Spanking doesn't make the best mamas and daddies in the world.  Character, compassion, grace, discipline, mercy, honesty, understanding, patience, love, and a thousand other things go into the best parents.  The God I believe in doesn't want us to beat our children into submission:
Yet you brought me out of the womb; you made me trust in you even at my mother's breast. Psalm 22:9
I think I will trust God, and be the nurturing parent He designed me to be.  Somehow, without spanking, my children are still disciplined and wonderful.
People all around the world, in places like Russia, China, Germany, New Zealand, Guatemala, Peru, Africa, and fifty other countries are laughing with joy because after applying the Biblical principles found in our books they finally have happy and obedient children.
Perhaps their children have become fearful enough of the lash to be obedient.  But breaking the spirits of children doesn't make me want to laugh.  It makes me sad for those families.  And it makes me wonder how long until we hear of the next child, dead at their parent's hand.
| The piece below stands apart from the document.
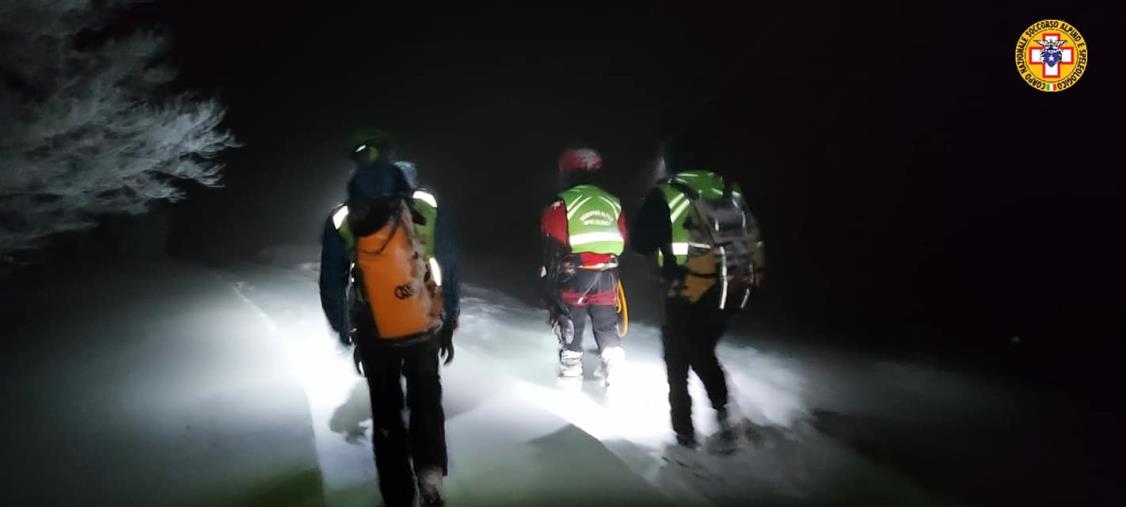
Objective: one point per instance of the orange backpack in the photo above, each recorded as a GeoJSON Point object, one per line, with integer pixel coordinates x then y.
{"type": "Point", "coordinates": [398, 282]}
Even my chickens are laughing . . . well, actually it is more like cackling, because they just laid another organic egg for my breakfast and they know that it was that same piece of ¼ inch plastic supply line that trained the dogs not to eat chicken.
Let me finish that statement differently: they know it was the same piece of 1/4 inch plastic supply line that trained the dogs not to eat chicken, which also broke down the tissue in a seven year old girl's body so that her organs failed and she died.  I'm sorry for your dogs, Mr. Pearl as well as the children.